The third component is our tendency to project our own personality into someone else. We subconsciously try to change people to replicate ourselves. As we cannot alter a written character, we look for the pieces of their mannerisms that we can relate to. Some characters have a wide range of emotions, and are easy for everyone to identify with. Others… not so much. The feelings of love, hate, worry, and fear that a character instills also determines our ability and willingness to find a piece of ourselves in them. You rarely ever find someone who is a hardcore fan of a loathsome villain, because they do not want to be associated with the feelings that character presents. They may admire some of the characteristics of that figure, but they tend not to come out and say it.

The beginning of relatable works began during and after the Renaissance.
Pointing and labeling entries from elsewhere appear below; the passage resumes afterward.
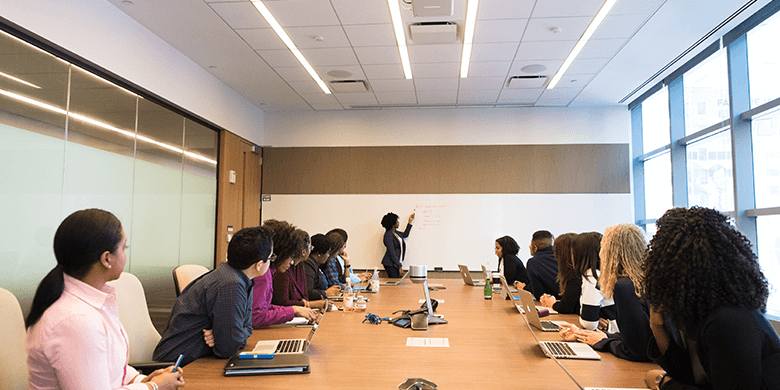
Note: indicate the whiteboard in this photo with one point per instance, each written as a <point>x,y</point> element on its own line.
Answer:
<point>449,229</point>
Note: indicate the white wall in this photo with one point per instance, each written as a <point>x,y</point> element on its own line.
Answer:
<point>449,127</point>
<point>101,33</point>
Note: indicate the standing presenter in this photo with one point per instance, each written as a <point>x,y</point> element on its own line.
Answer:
<point>394,243</point>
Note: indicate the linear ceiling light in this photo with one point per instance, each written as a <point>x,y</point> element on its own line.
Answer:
<point>103,125</point>
<point>468,37</point>
<point>398,26</point>
<point>290,45</point>
<point>594,24</point>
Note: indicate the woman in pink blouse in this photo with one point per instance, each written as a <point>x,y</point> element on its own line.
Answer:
<point>74,337</point>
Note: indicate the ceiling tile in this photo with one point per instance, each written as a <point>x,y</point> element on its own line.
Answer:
<point>478,96</point>
<point>592,65</point>
<point>397,85</point>
<point>262,39</point>
<point>396,97</point>
<point>519,95</point>
<point>378,55</point>
<point>301,13</point>
<point>481,52</point>
<point>542,29</point>
<point>420,54</point>
<point>362,12</point>
<point>427,71</point>
<point>371,35</point>
<point>325,57</point>
<point>437,97</point>
<point>601,48</point>
<point>437,84</point>
<point>281,58</point>
<point>380,72</point>
<point>304,37</point>
<point>558,8</point>
<point>550,50</point>
<point>504,9</point>
<point>240,15</point>
<point>356,98</point>
<point>489,69</point>
<point>506,30</point>
<point>476,83</point>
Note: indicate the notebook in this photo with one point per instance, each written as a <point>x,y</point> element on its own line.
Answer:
<point>466,275</point>
<point>285,347</point>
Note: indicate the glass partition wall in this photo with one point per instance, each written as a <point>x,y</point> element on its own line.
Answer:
<point>70,140</point>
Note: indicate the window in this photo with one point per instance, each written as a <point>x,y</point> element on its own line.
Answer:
<point>710,177</point>
<point>763,61</point>
<point>655,121</point>
<point>706,93</point>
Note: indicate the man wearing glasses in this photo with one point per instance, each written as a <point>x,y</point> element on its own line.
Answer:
<point>213,315</point>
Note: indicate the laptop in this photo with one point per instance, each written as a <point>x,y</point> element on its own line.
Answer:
<point>285,347</point>
<point>466,275</point>
<point>397,282</point>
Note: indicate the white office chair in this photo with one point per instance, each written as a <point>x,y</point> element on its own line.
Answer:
<point>13,357</point>
<point>134,315</point>
<point>184,274</point>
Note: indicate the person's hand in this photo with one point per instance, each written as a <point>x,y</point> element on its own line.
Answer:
<point>208,337</point>
<point>332,291</point>
<point>650,378</point>
<point>166,379</point>
<point>304,312</point>
<point>590,337</point>
<point>547,300</point>
<point>567,332</point>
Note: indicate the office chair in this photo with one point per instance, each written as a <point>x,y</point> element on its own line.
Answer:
<point>13,357</point>
<point>134,315</point>
<point>184,274</point>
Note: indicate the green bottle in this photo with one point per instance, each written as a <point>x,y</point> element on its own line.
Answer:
<point>488,288</point>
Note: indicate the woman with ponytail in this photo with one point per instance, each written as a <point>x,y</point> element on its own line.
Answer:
<point>74,337</point>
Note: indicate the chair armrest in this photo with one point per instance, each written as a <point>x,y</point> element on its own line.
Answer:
<point>147,368</point>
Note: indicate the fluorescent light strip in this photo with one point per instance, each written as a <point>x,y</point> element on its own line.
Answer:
<point>468,37</point>
<point>100,124</point>
<point>594,24</point>
<point>398,27</point>
<point>290,45</point>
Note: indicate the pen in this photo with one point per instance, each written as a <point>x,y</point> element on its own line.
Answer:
<point>178,361</point>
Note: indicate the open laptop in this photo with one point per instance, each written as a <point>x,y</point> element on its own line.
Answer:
<point>397,282</point>
<point>466,275</point>
<point>289,346</point>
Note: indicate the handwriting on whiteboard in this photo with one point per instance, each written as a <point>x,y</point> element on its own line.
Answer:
<point>429,215</point>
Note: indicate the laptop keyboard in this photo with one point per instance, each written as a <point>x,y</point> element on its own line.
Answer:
<point>559,349</point>
<point>289,346</point>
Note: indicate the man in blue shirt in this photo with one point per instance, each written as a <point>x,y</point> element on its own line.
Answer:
<point>213,315</point>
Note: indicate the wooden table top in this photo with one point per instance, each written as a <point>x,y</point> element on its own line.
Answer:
<point>490,347</point>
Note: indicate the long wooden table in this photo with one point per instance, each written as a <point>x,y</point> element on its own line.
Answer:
<point>490,347</point>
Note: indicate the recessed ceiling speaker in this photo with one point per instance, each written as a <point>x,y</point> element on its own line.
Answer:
<point>432,8</point>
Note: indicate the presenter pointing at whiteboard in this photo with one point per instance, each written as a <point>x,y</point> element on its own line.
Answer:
<point>394,244</point>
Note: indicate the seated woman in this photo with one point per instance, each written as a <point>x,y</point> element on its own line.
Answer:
<point>74,337</point>
<point>623,251</point>
<point>509,264</point>
<point>287,246</point>
<point>569,277</point>
<point>707,295</point>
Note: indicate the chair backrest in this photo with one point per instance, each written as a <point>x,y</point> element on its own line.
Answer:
<point>184,274</point>
<point>13,357</point>
<point>134,315</point>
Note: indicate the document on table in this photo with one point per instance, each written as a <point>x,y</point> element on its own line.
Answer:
<point>427,342</point>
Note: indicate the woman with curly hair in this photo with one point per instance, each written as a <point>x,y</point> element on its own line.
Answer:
<point>623,251</point>
<point>707,295</point>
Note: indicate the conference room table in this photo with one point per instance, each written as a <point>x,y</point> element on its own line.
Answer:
<point>490,346</point>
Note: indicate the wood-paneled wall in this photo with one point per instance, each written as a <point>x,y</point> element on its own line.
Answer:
<point>482,169</point>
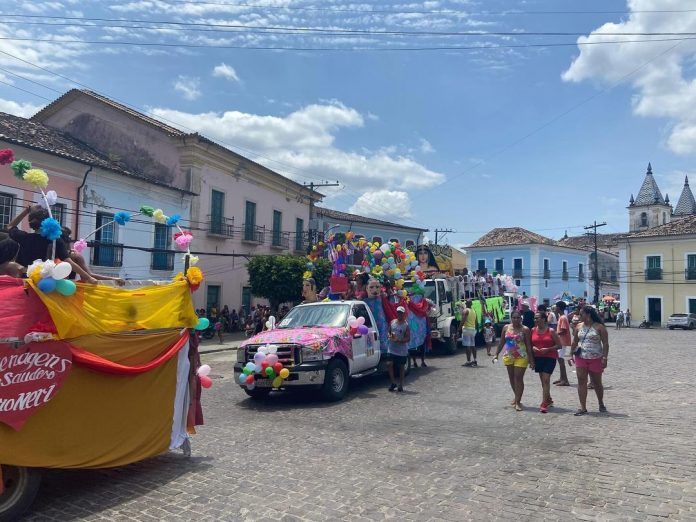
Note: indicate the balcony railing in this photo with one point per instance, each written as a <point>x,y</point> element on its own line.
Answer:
<point>653,274</point>
<point>162,261</point>
<point>106,254</point>
<point>254,234</point>
<point>220,226</point>
<point>280,240</point>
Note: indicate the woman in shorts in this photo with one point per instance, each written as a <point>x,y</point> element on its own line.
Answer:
<point>514,339</point>
<point>545,346</point>
<point>591,350</point>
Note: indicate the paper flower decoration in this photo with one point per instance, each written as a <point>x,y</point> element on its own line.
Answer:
<point>194,275</point>
<point>122,218</point>
<point>51,198</point>
<point>6,156</point>
<point>183,240</point>
<point>159,216</point>
<point>36,177</point>
<point>19,167</point>
<point>50,229</point>
<point>79,246</point>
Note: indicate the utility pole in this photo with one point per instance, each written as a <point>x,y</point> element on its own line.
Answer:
<point>312,186</point>
<point>442,231</point>
<point>595,270</point>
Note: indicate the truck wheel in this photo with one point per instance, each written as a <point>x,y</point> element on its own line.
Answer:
<point>20,488</point>
<point>335,381</point>
<point>258,393</point>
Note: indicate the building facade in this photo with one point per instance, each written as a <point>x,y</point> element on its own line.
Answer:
<point>540,266</point>
<point>91,189</point>
<point>658,271</point>
<point>239,208</point>
<point>332,221</point>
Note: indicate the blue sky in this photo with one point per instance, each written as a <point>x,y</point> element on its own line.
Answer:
<point>461,139</point>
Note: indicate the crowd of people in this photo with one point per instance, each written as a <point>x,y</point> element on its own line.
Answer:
<point>548,338</point>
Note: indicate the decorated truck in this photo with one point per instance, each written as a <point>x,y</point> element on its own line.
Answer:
<point>318,345</point>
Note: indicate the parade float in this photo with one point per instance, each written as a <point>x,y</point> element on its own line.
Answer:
<point>93,375</point>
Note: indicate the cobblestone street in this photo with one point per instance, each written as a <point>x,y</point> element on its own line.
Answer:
<point>449,448</point>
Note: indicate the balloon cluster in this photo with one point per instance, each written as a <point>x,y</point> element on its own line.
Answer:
<point>266,362</point>
<point>203,372</point>
<point>49,277</point>
<point>357,326</point>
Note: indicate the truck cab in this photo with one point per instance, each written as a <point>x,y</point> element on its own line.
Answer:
<point>313,341</point>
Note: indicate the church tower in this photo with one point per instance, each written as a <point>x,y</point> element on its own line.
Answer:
<point>649,209</point>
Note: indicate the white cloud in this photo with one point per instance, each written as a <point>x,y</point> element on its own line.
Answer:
<point>302,145</point>
<point>383,204</point>
<point>188,87</point>
<point>658,73</point>
<point>226,71</point>
<point>426,147</point>
<point>25,110</point>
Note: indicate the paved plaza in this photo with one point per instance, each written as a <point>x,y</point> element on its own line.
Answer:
<point>449,448</point>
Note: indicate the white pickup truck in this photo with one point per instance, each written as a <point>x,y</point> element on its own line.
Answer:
<point>315,344</point>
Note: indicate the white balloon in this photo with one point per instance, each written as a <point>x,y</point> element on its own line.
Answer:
<point>62,270</point>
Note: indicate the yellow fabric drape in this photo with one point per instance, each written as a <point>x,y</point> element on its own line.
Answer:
<point>97,309</point>
<point>98,420</point>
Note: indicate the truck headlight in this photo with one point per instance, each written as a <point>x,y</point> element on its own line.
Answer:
<point>308,354</point>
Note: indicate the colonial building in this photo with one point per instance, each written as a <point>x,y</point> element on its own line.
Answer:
<point>541,267</point>
<point>242,208</point>
<point>658,257</point>
<point>332,221</point>
<point>91,187</point>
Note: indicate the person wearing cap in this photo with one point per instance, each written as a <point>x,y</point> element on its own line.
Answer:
<point>399,338</point>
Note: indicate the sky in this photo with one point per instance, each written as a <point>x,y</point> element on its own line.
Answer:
<point>419,120</point>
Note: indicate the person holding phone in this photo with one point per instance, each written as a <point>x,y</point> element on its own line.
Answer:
<point>591,354</point>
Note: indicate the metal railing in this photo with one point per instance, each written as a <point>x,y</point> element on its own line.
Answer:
<point>106,254</point>
<point>653,274</point>
<point>254,234</point>
<point>162,261</point>
<point>222,226</point>
<point>280,239</point>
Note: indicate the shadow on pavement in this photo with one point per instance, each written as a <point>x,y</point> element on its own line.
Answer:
<point>87,492</point>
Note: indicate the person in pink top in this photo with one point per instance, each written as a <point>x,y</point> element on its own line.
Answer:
<point>563,331</point>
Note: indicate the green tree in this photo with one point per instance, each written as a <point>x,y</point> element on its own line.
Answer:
<point>279,278</point>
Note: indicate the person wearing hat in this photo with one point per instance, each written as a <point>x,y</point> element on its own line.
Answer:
<point>399,338</point>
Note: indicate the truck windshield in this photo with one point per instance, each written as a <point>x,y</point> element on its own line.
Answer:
<point>328,314</point>
<point>428,291</point>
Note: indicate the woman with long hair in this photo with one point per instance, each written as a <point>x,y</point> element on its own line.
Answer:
<point>545,345</point>
<point>591,350</point>
<point>515,339</point>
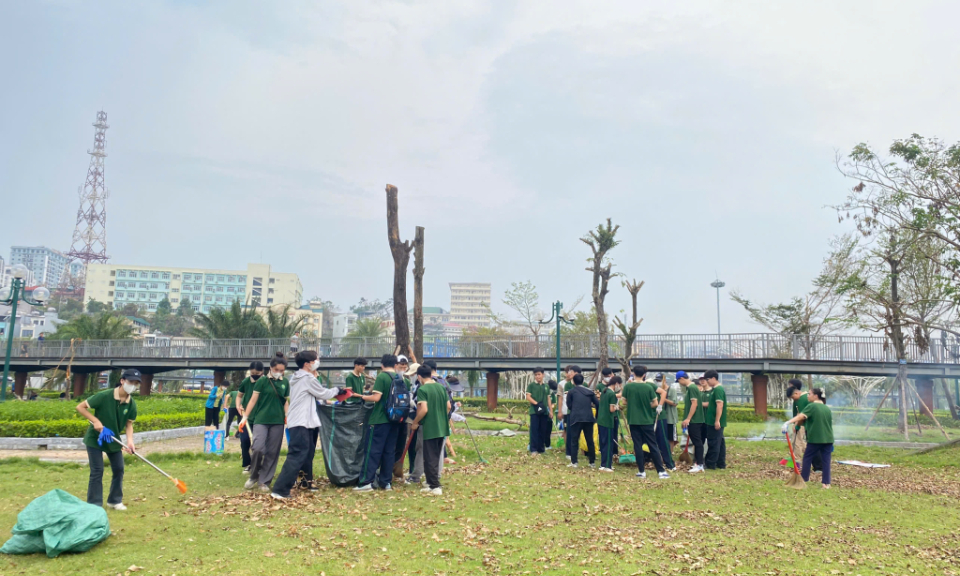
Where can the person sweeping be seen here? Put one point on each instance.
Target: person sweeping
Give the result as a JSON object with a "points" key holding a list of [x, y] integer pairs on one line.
{"points": [[818, 421], [113, 410]]}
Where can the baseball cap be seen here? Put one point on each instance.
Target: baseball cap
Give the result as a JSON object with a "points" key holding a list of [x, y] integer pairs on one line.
{"points": [[130, 374]]}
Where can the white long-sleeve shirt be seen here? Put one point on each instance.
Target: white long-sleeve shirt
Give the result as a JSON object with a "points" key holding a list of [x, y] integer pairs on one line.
{"points": [[305, 390]]}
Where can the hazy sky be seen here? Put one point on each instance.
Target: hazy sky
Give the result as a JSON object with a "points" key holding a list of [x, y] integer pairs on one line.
{"points": [[243, 131]]}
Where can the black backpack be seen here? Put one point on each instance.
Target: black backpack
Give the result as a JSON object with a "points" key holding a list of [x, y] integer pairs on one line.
{"points": [[399, 401]]}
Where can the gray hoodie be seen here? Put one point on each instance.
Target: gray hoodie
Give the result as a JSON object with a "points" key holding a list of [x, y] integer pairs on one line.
{"points": [[305, 390]]}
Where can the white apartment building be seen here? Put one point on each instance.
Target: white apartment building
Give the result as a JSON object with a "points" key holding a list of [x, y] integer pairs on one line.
{"points": [[203, 288], [470, 303]]}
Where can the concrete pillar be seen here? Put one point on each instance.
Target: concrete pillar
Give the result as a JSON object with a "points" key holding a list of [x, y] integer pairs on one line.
{"points": [[146, 384], [493, 385], [79, 384], [760, 393], [925, 389], [19, 383]]}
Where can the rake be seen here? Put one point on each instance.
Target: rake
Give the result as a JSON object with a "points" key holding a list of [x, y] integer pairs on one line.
{"points": [[795, 480]]}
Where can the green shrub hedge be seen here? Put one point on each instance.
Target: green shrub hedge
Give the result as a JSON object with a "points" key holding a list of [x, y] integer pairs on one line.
{"points": [[75, 428]]}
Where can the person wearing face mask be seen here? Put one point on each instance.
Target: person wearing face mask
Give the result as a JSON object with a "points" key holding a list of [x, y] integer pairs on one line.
{"points": [[303, 424], [268, 404], [113, 411]]}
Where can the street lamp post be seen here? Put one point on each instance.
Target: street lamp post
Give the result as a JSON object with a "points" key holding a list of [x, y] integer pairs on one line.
{"points": [[12, 296], [718, 285]]}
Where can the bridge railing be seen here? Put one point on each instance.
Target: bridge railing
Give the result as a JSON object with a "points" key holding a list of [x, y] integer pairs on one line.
{"points": [[651, 346]]}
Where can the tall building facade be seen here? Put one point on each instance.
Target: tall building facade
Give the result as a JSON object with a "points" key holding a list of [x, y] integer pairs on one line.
{"points": [[470, 303], [47, 264], [204, 289]]}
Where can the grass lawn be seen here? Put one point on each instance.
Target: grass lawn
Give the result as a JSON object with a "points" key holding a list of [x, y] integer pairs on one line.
{"points": [[523, 515]]}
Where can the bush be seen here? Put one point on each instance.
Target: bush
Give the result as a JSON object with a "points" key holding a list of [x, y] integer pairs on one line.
{"points": [[75, 428]]}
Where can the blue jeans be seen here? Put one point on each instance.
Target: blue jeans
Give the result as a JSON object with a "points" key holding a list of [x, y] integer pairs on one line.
{"points": [[380, 454]]}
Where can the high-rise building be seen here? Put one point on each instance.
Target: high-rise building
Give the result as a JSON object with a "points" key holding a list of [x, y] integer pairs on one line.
{"points": [[470, 303], [204, 289], [46, 264]]}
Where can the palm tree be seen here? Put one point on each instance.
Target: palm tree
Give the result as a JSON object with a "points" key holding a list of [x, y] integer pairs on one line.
{"points": [[280, 324], [235, 322]]}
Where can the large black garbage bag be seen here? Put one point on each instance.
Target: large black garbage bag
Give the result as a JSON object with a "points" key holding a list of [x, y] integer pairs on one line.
{"points": [[343, 437], [55, 523]]}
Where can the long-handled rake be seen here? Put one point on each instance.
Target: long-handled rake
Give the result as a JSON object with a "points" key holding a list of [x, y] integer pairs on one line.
{"points": [[685, 455], [795, 480], [178, 483], [475, 447]]}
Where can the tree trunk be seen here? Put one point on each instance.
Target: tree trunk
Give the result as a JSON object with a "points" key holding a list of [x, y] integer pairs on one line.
{"points": [[418, 271], [401, 258]]}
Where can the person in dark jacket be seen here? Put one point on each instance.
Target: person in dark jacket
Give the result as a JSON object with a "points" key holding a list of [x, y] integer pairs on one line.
{"points": [[581, 402]]}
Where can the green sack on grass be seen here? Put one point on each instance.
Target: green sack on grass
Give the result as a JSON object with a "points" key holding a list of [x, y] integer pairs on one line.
{"points": [[55, 523]]}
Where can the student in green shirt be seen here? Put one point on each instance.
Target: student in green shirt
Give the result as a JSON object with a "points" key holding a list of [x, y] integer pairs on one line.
{"points": [[608, 422], [268, 403], [114, 410], [540, 409], [818, 421], [356, 380], [244, 393], [716, 421], [433, 407], [642, 404]]}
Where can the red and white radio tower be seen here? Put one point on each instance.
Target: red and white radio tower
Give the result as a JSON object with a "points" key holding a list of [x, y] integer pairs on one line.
{"points": [[90, 235]]}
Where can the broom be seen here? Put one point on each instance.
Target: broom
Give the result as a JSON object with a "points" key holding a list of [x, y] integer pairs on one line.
{"points": [[795, 480], [685, 456]]}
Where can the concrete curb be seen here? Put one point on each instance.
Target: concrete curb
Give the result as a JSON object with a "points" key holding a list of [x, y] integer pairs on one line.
{"points": [[77, 443]]}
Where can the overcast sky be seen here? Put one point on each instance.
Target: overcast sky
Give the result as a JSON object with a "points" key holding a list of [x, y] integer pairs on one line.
{"points": [[249, 131]]}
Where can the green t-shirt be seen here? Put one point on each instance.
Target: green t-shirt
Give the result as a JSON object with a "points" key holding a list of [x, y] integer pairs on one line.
{"points": [[670, 412], [539, 394], [798, 405], [112, 414], [381, 385], [355, 383], [435, 424], [272, 397], [819, 423], [693, 393], [605, 417], [639, 395], [718, 394]]}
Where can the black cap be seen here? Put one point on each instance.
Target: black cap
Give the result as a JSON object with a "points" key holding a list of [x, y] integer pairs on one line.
{"points": [[130, 374]]}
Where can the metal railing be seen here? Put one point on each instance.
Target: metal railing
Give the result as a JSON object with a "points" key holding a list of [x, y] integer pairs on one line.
{"points": [[669, 346]]}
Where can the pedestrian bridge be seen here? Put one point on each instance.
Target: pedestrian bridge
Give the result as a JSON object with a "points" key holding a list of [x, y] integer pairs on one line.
{"points": [[754, 353]]}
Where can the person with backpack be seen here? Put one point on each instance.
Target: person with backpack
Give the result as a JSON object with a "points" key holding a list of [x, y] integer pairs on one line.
{"points": [[303, 425], [383, 426], [268, 404], [244, 394], [582, 401], [433, 413]]}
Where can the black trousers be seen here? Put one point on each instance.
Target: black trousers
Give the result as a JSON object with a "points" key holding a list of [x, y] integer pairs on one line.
{"points": [[231, 415], [95, 485], [608, 443], [301, 449], [717, 455], [432, 449], [245, 445], [643, 434], [695, 432], [587, 429]]}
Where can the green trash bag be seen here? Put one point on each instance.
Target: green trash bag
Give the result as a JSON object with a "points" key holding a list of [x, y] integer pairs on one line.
{"points": [[55, 523]]}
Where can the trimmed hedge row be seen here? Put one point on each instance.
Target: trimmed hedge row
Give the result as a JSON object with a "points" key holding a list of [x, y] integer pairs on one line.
{"points": [[76, 428]]}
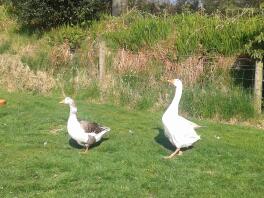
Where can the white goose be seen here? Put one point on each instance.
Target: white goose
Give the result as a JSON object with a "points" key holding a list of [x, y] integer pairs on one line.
{"points": [[177, 129], [83, 132]]}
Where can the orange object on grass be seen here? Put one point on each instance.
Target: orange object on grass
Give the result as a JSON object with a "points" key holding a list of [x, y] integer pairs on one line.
{"points": [[2, 102]]}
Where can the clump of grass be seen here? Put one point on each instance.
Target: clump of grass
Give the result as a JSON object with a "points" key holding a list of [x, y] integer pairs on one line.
{"points": [[18, 77], [215, 34], [141, 33], [38, 61], [212, 102], [5, 46], [74, 35]]}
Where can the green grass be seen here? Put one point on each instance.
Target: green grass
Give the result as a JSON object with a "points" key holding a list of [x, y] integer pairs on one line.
{"points": [[128, 163]]}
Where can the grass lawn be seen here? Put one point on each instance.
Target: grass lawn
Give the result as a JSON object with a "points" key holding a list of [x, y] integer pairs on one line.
{"points": [[38, 160]]}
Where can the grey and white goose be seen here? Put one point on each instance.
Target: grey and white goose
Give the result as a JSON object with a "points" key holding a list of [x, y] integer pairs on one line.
{"points": [[83, 132]]}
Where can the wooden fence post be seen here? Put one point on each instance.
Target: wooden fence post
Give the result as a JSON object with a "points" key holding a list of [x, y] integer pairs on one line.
{"points": [[258, 86], [101, 62]]}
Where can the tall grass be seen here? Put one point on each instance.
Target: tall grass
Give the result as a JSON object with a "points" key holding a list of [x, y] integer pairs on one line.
{"points": [[156, 48]]}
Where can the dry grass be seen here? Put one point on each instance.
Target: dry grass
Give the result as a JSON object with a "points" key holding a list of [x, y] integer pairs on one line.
{"points": [[16, 77], [60, 56]]}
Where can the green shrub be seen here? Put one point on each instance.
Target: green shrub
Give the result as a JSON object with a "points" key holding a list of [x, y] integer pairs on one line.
{"points": [[73, 34], [46, 13]]}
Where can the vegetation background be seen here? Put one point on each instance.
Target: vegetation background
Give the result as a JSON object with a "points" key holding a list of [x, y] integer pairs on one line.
{"points": [[55, 45]]}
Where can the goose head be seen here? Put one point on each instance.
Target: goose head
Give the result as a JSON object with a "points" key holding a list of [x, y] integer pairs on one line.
{"points": [[68, 101], [176, 82]]}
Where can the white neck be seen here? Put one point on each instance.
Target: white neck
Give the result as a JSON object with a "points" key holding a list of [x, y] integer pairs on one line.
{"points": [[176, 100], [73, 111]]}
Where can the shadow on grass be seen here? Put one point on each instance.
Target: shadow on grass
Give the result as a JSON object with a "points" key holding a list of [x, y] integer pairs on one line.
{"points": [[74, 144], [163, 140]]}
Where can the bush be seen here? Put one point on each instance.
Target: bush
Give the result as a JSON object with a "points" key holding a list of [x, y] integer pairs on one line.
{"points": [[46, 13]]}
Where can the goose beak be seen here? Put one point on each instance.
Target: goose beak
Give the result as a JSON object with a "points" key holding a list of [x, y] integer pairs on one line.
{"points": [[2, 102]]}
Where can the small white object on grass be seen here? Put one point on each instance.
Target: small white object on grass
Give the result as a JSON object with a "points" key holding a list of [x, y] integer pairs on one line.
{"points": [[217, 137]]}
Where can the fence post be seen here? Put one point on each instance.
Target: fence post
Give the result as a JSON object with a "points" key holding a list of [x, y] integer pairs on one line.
{"points": [[101, 62], [258, 86]]}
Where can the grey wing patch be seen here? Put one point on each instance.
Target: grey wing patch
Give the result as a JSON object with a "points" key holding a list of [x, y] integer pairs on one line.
{"points": [[91, 140], [90, 127]]}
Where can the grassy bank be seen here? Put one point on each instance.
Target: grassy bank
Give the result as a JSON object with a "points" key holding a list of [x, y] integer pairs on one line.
{"points": [[143, 51], [37, 158]]}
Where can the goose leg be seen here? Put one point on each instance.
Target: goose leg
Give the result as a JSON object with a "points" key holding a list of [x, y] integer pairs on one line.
{"points": [[178, 150], [86, 149]]}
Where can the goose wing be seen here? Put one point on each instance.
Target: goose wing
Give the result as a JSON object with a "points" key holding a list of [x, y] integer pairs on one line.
{"points": [[91, 127]]}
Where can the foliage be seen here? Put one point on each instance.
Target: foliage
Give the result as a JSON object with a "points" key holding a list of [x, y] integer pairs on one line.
{"points": [[46, 13], [74, 35], [144, 32], [188, 32], [256, 47]]}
The development of Humanism, or the belief that man is important, lit the way for novels that displayed human emotion and everything that comes with it. War, death, and destruction, yes, but also peace, love, and hope. These are the things that keep humanity moving along. Without someone to show us how to hold onto our beliefs, we would be an extremely depressed society. Humanity in itself tends to sway to the negative side of the spectrum. We read books and watch movies because we admire the strength of the characters and their ability to get up and keep going even when all seems lost. We aspire to be like these figures, and so we find anything we can to identify with in their personality to prove that it’s possible to reach our goals.

Now,  this does not mean that in any way are the most admirable figures of fiction perfect. In fact, it is their flaws that are what really connects us to them. By displaying their “humanness”, it simulates what we typically see from people such as political candidates, or even actors. The “I’m just like you, so you should admire me” ploy. Granted, it makes no difference to a fictional being whether or not you like them, but it means the world to the author or producer. As aforementioned, the things that we can emotionally connect to sell better. Why write a book or create a movie that no one will enjoy? It’s a waste of time and money. So they work hard to make the characters as believable as possible. Even if the concept of the work is completely out of this world, you will notice that at minimum, the main persona exhibits exceedingly human qualities. Spock from Star Trek is a perfect example. His species, the Vulcans, are supposed to be incapable of emotion and rely only on hard facts. Spock, however, was given a human mother for the sole purpose of relatability. Countless times do we witness Spock going through an emotional dilemma, however subtle it may be. If he were just a sterile, dull, intelligent creature, viewers might get bored of him, or even annoyed at his presence. But because we can connect to his hardships, he has easily become one of the most recognizable figures in the film industry.

Our tendency to relate to fictional characters all leads back to human empathy. Our ability and desire to affix ourselves to others that we can look up to is what allows us to connect to the emotions of a cognitively created figure. Now, if we could only begin to transition that same admiration to real people… humanity might finally learn to respect one another for our individual flaws and contributions to the world.